Elle s'était allongée sur la paille, la botte de roseaux sous sa tête, ayant en face d'elle, par une des ouvertures de la cabane, les feux du four à briques qui, dans la nuit, voltigeaient en lueurs fantastiques, et le bien-être du repos, au milieu d'une tranquillité qui ne devait pas être troublée, l'emportait sur les tiraillements de son estomac.
Elle ferma les yeux et avant de s'endormir, comme tous les soirs depuis la mort de son père, elle évoqua son image; mais ce soir-là à l'image du père se joignit celle de la maman qu'elle venait de conduire au cimetière en ce jour terrible, et ce fut en les voyant l'un et l'autre penchés sur elle pour l'embrasser comme toujours ils le faisaient vivants que, dans un sanglot, brisée par la fatigue et plus encore par les émotions, elle trouva le sommeil.
Si lourde que fût cette fatigue, elle ne dormit pas cependant solidement; de temps en temps le roulement d'une voiture sur le pavé l'éveillait, ou le passage d'un train, ou quelque bruit mystérieux qui, dans le silence et le recueillement de la nuit, lui faisait battre le coeur, mais aussitôt elle se rendormait. À un certain moment, elle crut qu'une voiture venait de s'arrêter près d'elle sur la route, et cette fois elle écouta. Elle ne s'était pas trompée, elle entendit un murmure de voix étouffées mêlé à un bruit de chutes légères. Vivement elle s'agenouilla pour regarder par un des trous percés dans la cabane; une voiture était bien arrêtée au bout du champ, et il lui sembla, autant qu'elle pouvait juger à la pale clarté des étoiles, qu'une ombre, homme ou femme, en jetait des paniers que deux autres ombres prenaient et portaient dans la pièce à côté, celle à Monneau. Que signifiait cela à pareille heure?
Avant qu'elle eut trouvé une réponse à cette question, la voiture s'éloigna, et les deux ombres entrèrent dans le champ d'artichauts; aussitôt elle entendit des petits coups secs et rapides comme si l'on coupait là quelque chose.

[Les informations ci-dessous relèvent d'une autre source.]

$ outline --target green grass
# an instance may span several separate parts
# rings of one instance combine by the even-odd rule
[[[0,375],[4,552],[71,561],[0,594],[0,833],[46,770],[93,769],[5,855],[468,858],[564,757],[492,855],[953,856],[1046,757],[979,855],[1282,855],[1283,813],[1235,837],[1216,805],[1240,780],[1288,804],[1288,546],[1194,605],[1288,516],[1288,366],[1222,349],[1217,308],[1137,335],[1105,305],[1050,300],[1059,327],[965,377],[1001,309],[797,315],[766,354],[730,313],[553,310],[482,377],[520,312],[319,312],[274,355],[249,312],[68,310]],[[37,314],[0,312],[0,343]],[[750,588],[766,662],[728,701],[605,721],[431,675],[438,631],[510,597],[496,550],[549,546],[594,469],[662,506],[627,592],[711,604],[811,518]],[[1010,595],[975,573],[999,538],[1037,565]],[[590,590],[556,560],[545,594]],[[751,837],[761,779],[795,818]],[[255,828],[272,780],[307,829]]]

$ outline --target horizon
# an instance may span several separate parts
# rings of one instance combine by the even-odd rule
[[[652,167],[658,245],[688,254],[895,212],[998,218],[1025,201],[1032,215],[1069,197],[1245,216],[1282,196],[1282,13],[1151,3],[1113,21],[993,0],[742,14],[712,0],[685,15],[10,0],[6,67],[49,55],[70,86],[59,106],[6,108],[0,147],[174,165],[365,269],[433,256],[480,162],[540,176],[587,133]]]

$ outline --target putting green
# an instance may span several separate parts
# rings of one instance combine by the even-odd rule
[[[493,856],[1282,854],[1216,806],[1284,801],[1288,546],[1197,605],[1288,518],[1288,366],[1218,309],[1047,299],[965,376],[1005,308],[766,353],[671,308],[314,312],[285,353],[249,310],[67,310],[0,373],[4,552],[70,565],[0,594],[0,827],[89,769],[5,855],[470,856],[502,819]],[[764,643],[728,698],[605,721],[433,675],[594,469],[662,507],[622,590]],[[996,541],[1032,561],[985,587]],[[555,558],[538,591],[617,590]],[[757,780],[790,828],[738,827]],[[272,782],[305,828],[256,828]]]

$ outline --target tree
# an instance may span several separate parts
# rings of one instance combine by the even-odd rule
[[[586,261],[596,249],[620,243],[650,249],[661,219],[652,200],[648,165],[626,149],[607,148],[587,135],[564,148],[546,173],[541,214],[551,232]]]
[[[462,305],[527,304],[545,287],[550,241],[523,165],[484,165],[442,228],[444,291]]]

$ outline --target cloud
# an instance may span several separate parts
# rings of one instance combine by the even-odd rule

Alors elle comprit: c'étaient des voleurs, «des galvaudeux», qui «nettoyaient la pièce à Monneau»; vivement ils coupaient les artichauts et les entassaient dans les paniers que la charrette avait apportés et que, sans doute, elle allait venir reprendre la récolte achevée, afin de ne pas rester sur la route pendant cette opération et d'appeler l'attention des passants s'il en survenait.
Mais au lieu de se dire, comme les paysans, «que c'était drôle», Perrine fut épouvantée, car instantanément elle comprit les dangers auxquels elle pouvait se trouver exposée.
Que feraient-ils d'elle s'ils la découvraient? Souvent elle avait entendu raconter des histoires de voleurs et savait que c'est quand on les surprend ou les dérange qu'ils tuent ceux qui porteraient un témoignage contre eux.
Il est vrai qu'elle avait bien des chances pour n'être pas découverte par eux, puisque c'était parce qu'ils savaient certainement cette cabane abandonnée qu'ils volaient cette nuit-là les artichauts du champ Monneau; mais si on les surprenait, si on les arrêtait, ne pouvait-elle pas être prise avec eux; comment se défendrait-elle et prouverait-elle qu'elle n'était pas leur complice?
À cette pensée, elle se sentit inondée de sueur, et ses yeux se troublèrent au point qu'elle ne distingua plus rien autour d'elle, bien qu'elle entendit toujours les coups secs des serpettes qui coupaient les artichauts; et le seul soulagement à son angoisse fut de se dire qu'ils travaillaient avec une telle ardeur qu'ils auraient bientôt dépouillé tout le champ.